FCC likely to approve of wireless tiered pricing: analysts

Federal regulators aren't expected to stand in the way as wireless service providers move away from flat rate Internet plans and moving toward tiered pricing schemes, according to analysts.

Verizon Communications CEO Ivan Seidenberg said the nation's largest wireless service provider will introduce pay-as-you-eat Internet data plans in coming months, joining AT&T and Cricket who have also moved toward tiered pricing schemes. The Federal Communications Commission, which once looked at such price models with a skeptical eye, has recently signaled it would approve of those price packages. That would be boon for wireless operators, analysts said. Some public advocacy groups warned that users would access the Web less and the tech industry would be worse for it. But some consumers like the idea of paying for what they actually used, saying they didn't want to pay flat-rate fees that subsidized the heaviest users.

Paul Gallant, a communications and media analyst at Concept Capital, predicted that the FCC would apply the same reasoning for tiered pricing on wireless networks to cable and broadband fixed-wired service providers such as Verizon's FiOS. But public interest groups warn that charging too much for data would deter users from viewing video over the Internet. That could be a scheme, they say, to keep consumers strapped to their cable and satellite television subscriptions

White House to assess progress on crucial Internet upgrade

Senior Obama administration officials are encouraging Internet service providers to upgrade their technology before the Web runs out of space for new sites. Officials plan to use a workshop Sept 28 at the National Press Club to draw attention to the deployment of Internet Protocol Version 6, known in shorthand as IPv6.

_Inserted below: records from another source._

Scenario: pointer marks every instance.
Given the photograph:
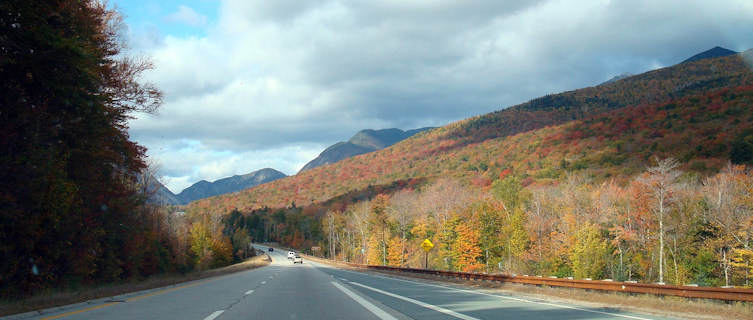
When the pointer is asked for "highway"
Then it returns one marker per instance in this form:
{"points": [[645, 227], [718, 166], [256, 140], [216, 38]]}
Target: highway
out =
{"points": [[283, 290]]}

The protocol, which is often referred to as "Next Generation Internet," is the successor to the current infrastructure of the Web, IPv4. The switch to IPv6 has become a critical issue because the stock of unused web addresses could be exhausted before the end of the year. While IPv4 offers roughly 4.3 billion Web addresses, IPv6 can support a virtually unlimited number of devices. "Tomorrow NTIA will facilitate stakeholder discussions among business, government, and the Internet technical community to highlight the importance of IPv6 to the continued growth of the Internet economy. IPv6 benefits will allow for increased innovation online and allow the Internet to remain a powerful engine for commerce and economic growth," said NTIA Administrator Lawrence Strickling.

Vivendi sells NBCU stake

French conglomerate Vivendi SA is selling a 7.6% stake in NBCU to parent General Electric for $2 billion. Vivendi had said it would sell its position in NBCU as part of the agreement to merge NBCU with Comcast.